Despite the transitional period of fixed-price permits, fully tradable permits for use from 2013 should be sold into the market in small quantities from 2010 (or even sooner). This will support the development of forward markets and provide guidance to market participants on future prices.
So technically, she didn’t break any promises. As it stands, it could be considered to be like a tax, but it is not. The fixed price provides some certainty in the cost of compliance and lower administrative costs, making it possibly easier to plan long-term investments, that is, if the tax rate remains fixed or known for the period of the investment. The key is to abandon the safety valve as soon as possible in order to not distort the functioning of an emissions trading/ cap-and-trade system.
If there is no limit on the amount of emission or any assurance over the quantity of reductions, there is a risk of potentially sacrificing environmental certainty for price certainty. In line with scientific evidence warning about the ‘stronger-than‑expected’ and ‘sooner‑than-expected’ effects of climate change and urging significant emissions reduction, emissions trading has the advantage of setting a cap on overall emissions, and therefore controlling and providing certainty on the quantity of emissions directly.

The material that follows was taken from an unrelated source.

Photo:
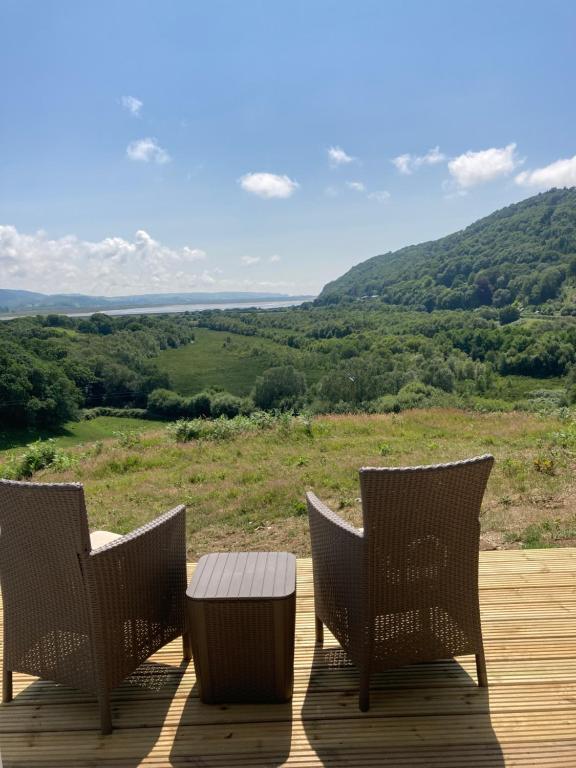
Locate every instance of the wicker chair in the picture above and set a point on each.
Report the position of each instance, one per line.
(403, 589)
(80, 615)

As for the cost argument, there are most likely going to be, e.g., free allocation of allowances to emissions-intensive trade-exposed industries, as well as billions of dollars to be granted to eligible coal‑fired power plants, as was suggested under the CPRS. There appear to be sufficient means in place to avoid any significant price volatility. But rather than complaining to companies about their grandfathering/ strategic behaviour, production subsidies, and windfall profits, it’s just all about the policy. What people, politicians, business and the public alike do not seem to understand, the reduced competitiveness of emission-intensive technologies is the intended outcome of a price on carbon!
A revolt, as predicted by Tony Abbott, seems like an exaggerated response. Australia is already trailing the rest of the world in climate change policy and risks becoming uncompetitive. With either policy, tax or ETS, it is questionable whether political gamesmanship in the form of debates on industry support or exemption would be eliminated. There would still be the temptation to change taxes or push through politically motivated manipulations designed to benefit certain companies or industry sectors, undermining any long-term certainty and hindering necessary investments in low-carbon technologies.
It is a step in the right direction. After 3 years of going in circles, they’re finally seem to be implementing Garnaut’s recommendations. Not that these are necessarily a silver bullet, but it’s a start.